China's power crisis is having a far-reaching effect. It is following the dual policy of curbing energy consumption and supply reduction. This is impacting ferro alloys production, pushing up prices and Indian mills too are feeling the pinch of high prices which will continue into the Oct-Dec'21 quarter.

In fact, in mid-September, because of the power crisis, China's daily crude steel production has slipped down below 2 million tonnes per day, a record two-year low, data from the China Iron and Steel Association (CISA) reveals. The country was aiming to keep its crude steel output at CY'20 levels. But, at this juncture, the output may be lower than expected.

Factors that will support price hike

  • Consumption ahead: Demand improved in September, although not to the extent expected because of the delayed monsoon, which will leave late too.

  • Festive outlook: Auto companies are facing chip shortages. But the festive season is approaching and consumer durables consumption increases during this period. India's largest auto maker, Maruti Suzuki India, has already indicated it will increase production in Oct-Nov'21. Mills are therefore hopeful of steel demand rising in tandem.

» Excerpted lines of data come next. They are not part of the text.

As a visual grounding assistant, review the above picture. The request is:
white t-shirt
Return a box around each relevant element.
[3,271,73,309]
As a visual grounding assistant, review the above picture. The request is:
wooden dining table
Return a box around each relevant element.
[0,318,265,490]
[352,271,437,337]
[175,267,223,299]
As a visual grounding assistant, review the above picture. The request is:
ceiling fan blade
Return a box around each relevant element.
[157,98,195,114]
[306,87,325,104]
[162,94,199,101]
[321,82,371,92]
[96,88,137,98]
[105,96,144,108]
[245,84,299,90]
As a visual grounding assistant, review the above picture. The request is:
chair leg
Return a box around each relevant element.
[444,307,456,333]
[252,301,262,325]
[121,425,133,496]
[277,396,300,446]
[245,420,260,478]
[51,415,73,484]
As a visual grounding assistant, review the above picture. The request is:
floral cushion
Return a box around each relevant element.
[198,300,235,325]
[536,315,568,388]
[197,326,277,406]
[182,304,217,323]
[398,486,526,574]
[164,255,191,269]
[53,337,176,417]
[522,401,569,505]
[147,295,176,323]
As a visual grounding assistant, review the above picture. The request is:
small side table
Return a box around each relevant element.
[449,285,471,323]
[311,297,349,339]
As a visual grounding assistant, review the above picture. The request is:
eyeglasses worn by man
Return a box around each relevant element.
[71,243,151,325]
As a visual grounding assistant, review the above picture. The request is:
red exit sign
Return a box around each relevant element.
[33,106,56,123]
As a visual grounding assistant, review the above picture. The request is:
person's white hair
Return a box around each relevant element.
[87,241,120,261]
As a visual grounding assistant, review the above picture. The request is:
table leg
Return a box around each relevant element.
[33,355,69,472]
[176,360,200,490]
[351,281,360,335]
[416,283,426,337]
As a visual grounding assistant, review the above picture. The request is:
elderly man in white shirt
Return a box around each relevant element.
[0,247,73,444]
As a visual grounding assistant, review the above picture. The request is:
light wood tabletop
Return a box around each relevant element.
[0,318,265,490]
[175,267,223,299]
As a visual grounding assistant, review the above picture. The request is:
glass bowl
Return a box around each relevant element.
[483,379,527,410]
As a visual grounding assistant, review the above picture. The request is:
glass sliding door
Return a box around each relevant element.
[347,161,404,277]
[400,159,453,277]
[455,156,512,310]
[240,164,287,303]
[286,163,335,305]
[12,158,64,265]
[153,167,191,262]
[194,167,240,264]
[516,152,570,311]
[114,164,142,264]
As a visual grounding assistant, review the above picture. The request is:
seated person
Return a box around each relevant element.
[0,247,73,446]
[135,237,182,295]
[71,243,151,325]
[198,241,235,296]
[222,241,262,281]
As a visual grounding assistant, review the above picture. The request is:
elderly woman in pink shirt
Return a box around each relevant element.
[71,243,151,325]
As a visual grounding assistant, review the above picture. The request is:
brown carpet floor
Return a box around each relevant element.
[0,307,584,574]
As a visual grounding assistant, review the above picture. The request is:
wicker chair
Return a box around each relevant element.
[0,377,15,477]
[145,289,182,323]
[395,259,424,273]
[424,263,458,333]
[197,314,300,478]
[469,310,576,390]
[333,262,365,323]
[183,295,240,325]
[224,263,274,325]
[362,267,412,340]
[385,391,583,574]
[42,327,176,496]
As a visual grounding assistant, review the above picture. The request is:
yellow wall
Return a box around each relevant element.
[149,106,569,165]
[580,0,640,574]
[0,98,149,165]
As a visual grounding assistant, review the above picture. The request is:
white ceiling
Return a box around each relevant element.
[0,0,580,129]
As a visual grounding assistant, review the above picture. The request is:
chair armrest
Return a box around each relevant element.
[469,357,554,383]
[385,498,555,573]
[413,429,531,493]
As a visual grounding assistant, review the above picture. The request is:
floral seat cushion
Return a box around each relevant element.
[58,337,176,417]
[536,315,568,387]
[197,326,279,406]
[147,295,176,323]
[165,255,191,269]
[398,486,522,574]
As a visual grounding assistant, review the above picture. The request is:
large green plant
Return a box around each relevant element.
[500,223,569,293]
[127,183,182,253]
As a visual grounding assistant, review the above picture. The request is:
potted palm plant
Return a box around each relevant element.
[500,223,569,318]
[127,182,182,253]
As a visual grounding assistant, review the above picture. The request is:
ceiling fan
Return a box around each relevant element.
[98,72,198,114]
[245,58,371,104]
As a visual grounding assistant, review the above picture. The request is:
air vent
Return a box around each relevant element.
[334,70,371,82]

  • Global price rally expected: Most mills, at this juncture, say they are not under pressure or desperate to sell because they have export orders till at least mid-October. Where November is concerned they are not in a hurry to book, but would prefer to wait and watch since the global situation is changing fast, especially in terms of coking coal. Mills in India feel global steel prices will rise because of rising fuel (coal) prices (although iron ore prices have cooled to a great extent). Japanese, Korean Chinese and Vietnamese mills will have to hike their export offers from the existing levels to offset their coking coal costs, which will support firmer Indian export prices. It is heard that the Chinese, Japanese and Korean mills are holding their export offers, scanning the coking coal price outlook in the coming weeks.

  • China holiday: China is going on a 7-day holiday starting 1 Oct'21. China's markets will thus stay subdued over the next 7-10 days. SteelMint expects a lean period for Indian mills over this period - at least till 7 Oct'21. They may turn active in exports only around 10 Oct'21.

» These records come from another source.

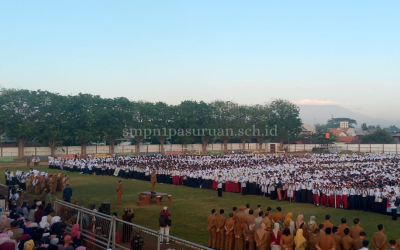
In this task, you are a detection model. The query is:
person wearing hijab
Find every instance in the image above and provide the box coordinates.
[254,223,268,250]
[233,218,246,250]
[11,228,24,242]
[243,217,257,250]
[50,216,67,239]
[270,223,282,250]
[0,233,17,246]
[28,204,37,221]
[283,213,293,228]
[289,221,296,237]
[294,229,307,250]
[0,242,15,250]
[63,235,74,249]
[71,224,82,247]
[0,218,11,233]
[39,216,50,230]
[21,201,29,220]
[18,234,35,250]
[308,216,318,235]
[280,228,294,250]
[296,214,309,240]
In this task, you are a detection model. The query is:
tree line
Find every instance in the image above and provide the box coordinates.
[0,88,302,156]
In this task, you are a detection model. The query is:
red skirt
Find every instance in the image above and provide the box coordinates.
[213,181,218,190]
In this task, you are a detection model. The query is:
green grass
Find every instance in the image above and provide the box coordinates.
[0,156,18,162]
[0,164,400,245]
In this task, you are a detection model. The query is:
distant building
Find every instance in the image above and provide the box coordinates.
[328,128,348,137]
[300,123,317,135]
[339,121,349,129]
[392,133,400,143]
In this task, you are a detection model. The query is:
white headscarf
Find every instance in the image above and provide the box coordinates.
[273,223,279,239]
[39,216,50,229]
[51,216,61,224]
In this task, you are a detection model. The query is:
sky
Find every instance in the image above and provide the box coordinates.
[0,0,400,120]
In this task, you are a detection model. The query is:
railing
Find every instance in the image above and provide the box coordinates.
[53,200,212,250]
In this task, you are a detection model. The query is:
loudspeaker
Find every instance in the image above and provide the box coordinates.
[99,202,111,215]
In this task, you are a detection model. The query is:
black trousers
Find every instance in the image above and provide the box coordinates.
[361,197,368,212]
[392,208,397,221]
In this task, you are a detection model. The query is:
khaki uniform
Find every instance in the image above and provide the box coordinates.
[371,232,387,250]
[216,214,226,250]
[207,214,217,248]
[117,182,124,205]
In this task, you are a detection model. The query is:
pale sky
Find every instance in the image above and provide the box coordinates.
[0,0,400,120]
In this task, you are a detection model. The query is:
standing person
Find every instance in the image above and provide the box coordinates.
[215,209,226,250]
[243,215,256,250]
[117,181,124,205]
[217,175,223,197]
[272,207,285,223]
[225,213,235,250]
[158,207,171,244]
[207,209,217,249]
[270,223,282,250]
[46,190,53,205]
[280,228,296,250]
[254,223,268,250]
[294,229,307,250]
[390,191,397,221]
[122,208,135,243]
[342,228,354,250]
[63,184,72,203]
[372,224,387,250]
[350,218,364,240]
[131,230,145,250]
[150,168,157,194]
[234,218,246,250]
[315,227,336,250]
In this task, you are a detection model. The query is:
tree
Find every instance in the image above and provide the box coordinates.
[95,97,132,154]
[38,91,67,156]
[328,118,357,128]
[249,104,273,149]
[65,93,102,157]
[268,99,302,149]
[0,89,40,157]
[232,105,252,150]
[361,123,368,131]
[361,129,395,144]
[385,125,400,133]
[132,101,154,154]
[210,100,238,152]
[151,102,174,153]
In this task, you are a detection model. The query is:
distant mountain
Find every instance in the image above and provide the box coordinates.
[298,105,400,128]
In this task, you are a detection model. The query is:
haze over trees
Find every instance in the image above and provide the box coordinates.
[0,88,301,156]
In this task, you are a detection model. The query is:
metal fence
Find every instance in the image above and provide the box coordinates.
[53,200,212,250]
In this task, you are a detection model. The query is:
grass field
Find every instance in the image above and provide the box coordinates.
[0,165,400,245]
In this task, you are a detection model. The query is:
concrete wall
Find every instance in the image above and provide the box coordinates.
[0,143,400,157]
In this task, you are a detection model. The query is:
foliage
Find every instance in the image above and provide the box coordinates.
[0,89,301,153]
[361,129,395,144]
[328,118,357,128]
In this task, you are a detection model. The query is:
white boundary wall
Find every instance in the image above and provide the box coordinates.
[0,143,400,157]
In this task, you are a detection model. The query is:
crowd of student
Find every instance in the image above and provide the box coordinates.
[49,153,400,220]
[0,200,86,250]
[207,204,400,250]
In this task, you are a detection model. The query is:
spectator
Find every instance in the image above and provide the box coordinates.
[35,205,44,223]
[47,209,56,224]
[122,209,135,243]
[63,184,72,203]
[71,224,82,247]
[159,206,171,244]
[28,204,37,221]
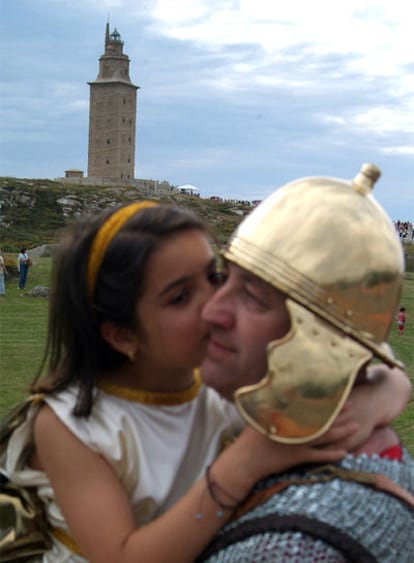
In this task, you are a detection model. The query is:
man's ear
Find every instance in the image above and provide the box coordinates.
[100,321,138,358]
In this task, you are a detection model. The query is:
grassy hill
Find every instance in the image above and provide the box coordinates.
[0,174,252,252]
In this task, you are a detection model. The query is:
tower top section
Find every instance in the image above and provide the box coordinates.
[89,22,138,88]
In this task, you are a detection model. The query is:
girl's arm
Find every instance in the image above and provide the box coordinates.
[319,364,411,453]
[34,405,345,563]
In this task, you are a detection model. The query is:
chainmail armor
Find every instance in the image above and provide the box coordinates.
[200,450,414,563]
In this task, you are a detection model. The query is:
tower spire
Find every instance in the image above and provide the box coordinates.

  • Lower inventory: Steel inventory, especially for longs, are on the lower side. A State-owned mill has been active in billets exports and understandably does not have too much of rebar inventory to supply to the domestic market. Other primary mills too have liquidated most of their inventory, a factor that would support the price hike.

  • Coal scare for smaller mills: Long products are largely driven by the smaller players who are also struggling due to lack of domestic coal availability and cost pressure of imported prices. Both factors would either raise their cost of production or force them to operate at a lower capacity. Under such circumstances, they will not be in a position to cut prices. Since they cater to almost 60% of the domestic rebar demand their firm prices will support high prices from the larger mills.

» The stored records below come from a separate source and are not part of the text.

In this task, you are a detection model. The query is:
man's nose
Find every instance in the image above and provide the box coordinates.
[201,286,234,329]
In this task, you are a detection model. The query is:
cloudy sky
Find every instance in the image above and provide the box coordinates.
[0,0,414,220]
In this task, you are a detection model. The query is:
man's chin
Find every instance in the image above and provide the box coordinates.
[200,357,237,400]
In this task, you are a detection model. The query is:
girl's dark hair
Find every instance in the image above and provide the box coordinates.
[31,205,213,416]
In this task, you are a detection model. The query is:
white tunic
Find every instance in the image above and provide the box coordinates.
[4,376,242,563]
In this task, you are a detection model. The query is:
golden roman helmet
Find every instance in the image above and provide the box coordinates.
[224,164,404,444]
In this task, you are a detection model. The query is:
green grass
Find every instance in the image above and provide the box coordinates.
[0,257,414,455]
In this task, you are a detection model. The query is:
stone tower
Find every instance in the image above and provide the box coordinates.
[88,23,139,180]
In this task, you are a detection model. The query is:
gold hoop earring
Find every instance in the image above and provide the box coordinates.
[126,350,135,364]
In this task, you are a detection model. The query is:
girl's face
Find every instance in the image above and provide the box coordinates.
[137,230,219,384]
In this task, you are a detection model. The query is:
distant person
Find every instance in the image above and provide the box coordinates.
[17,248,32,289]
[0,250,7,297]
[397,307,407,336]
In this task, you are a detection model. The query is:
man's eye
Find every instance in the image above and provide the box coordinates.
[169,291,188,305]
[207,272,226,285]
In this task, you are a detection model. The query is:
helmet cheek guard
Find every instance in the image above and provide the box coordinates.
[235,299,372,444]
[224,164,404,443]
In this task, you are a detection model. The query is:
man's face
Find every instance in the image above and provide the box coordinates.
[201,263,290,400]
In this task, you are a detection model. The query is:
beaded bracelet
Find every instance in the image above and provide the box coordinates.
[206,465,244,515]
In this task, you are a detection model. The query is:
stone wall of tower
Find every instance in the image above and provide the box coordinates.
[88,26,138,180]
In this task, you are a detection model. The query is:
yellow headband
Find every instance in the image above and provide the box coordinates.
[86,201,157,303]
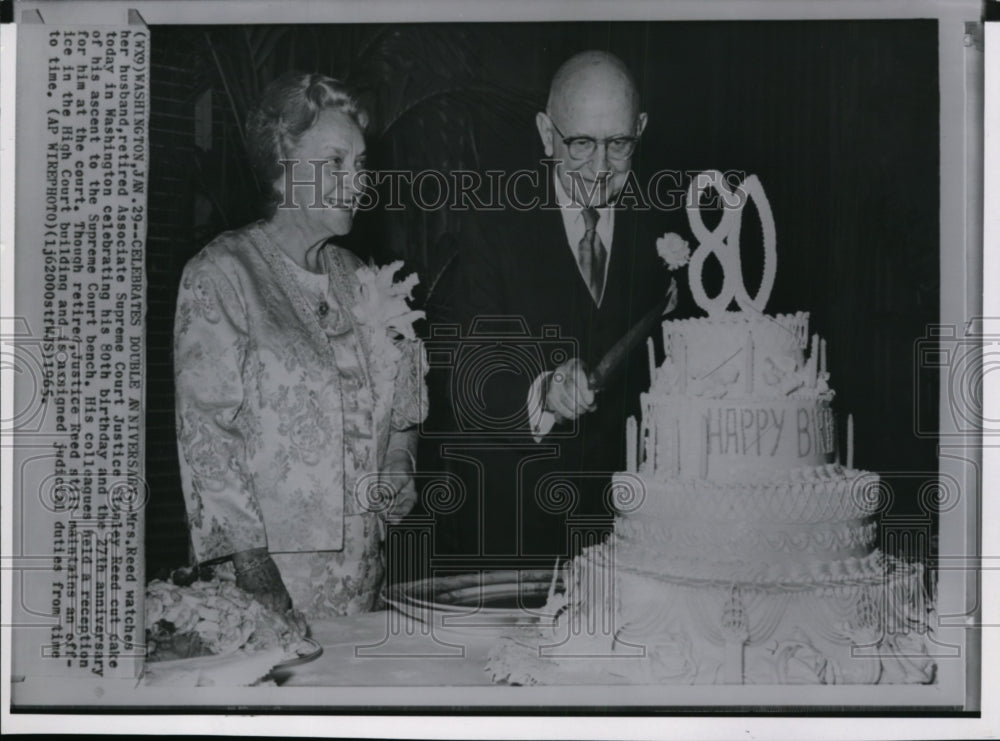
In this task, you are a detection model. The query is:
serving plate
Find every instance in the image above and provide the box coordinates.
[385,570,555,633]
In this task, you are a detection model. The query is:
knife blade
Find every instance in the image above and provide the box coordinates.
[587,278,677,392]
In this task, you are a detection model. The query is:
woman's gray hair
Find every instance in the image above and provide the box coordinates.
[247,72,368,216]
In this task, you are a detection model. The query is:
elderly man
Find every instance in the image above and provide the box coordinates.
[444,51,688,567]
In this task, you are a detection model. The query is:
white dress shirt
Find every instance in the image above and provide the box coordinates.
[528,176,615,442]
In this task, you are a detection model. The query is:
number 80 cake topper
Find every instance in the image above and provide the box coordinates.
[687,170,777,317]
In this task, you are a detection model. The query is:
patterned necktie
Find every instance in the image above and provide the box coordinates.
[577,208,608,304]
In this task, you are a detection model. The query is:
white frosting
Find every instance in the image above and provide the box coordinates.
[487,172,935,684]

  • Shipbuilding surge: A surge in shipbuilding orders from Korean, Japanese and Chinese companies is making Indian flats producers bullish on HR-plates export and prices, SteelMint learnt.

Meanwhile, a pan-India infra construction company told SteelMint that construction steel prices have increased over the last nine months and do impact project costs "but mills also consider when we place bulk orders".

Outlook

Rising cost of production is definitely a key concern for mills, going into Q3 (Oct-Dec). But lower inventory, monsoon withdrawal and festive demand would lift sentiments in the new quarter.

That apart, new quotas for Europe from January and Vietnam's eased Covid curbs would also spell good news in terms of exports.

The power crisis is a double whammy for China's steel mills. Already facing production cuts, they are further being forced to reduce output, because of the power crisis, especially the power-guzzling EAFs. If China produces less crude steel, it would import more billets and export less. China's absence from the global billet exports markets would open up increased opportunities for Indian mills.